Это давало ему возможность забрать кое-что из своих вещей, не испрашивая на то дозволения Эми. Белые брюки, которые ему пришлось позаимствовать у одного из своих подчиненных, прекрасно сидели на его узких бедрах и длинных ногах, но рубашка была явно мала. На ногах у него были надеты изодранные мокасины, пришедшие за последнюю неделю в полную негодность.
Он быстро и бесшумно поднялся по застланным ковром ступеням и вошел в хозяйскую половину. Спальня была пуста. Около кровати с отогнутым покрывалом горела одинокая лампа. Луис скинул мокасины и босиком проследовал в просторную гардеробную комнату.
Он снял слишком тесную рубашку, отбросил ее в сторону и уже потянулся за чистой рубашкой, когда краем глаза уловил какое-то движение и резко обернулся.
В дверном проеме между ванной и гардеробной стояла Эми — с заколотыми на макушке волосами, закутанная в большое белое полотенце.

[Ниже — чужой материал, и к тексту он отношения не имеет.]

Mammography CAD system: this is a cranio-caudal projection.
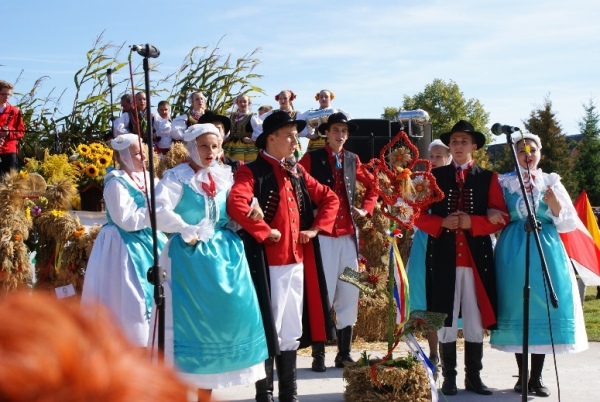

Ее синие глаза гневно сверкали.
Луис уже собрался извиниться за вторжение: ведь он не стал бы сюда соваться, если бы знал, что она здесь. Он был готов ей это объяснить, и сказать, что сожалеет, и заверить ее, что это впредь не повторится.
Но Эми не оставила ему возможности все это высказать. Его раскаяние быстро уступило место озлоблению, когда она, ложно истолковав его намерения, возмущенно бросила:
— Будь у вас хоть капля порядочности, вас бы здесь не было!
Он не удержался от искушения ответить в том же тоне:
— Будь у вас капля честности, вы признались бы, что хотите именно этого — чтобы я был здесь!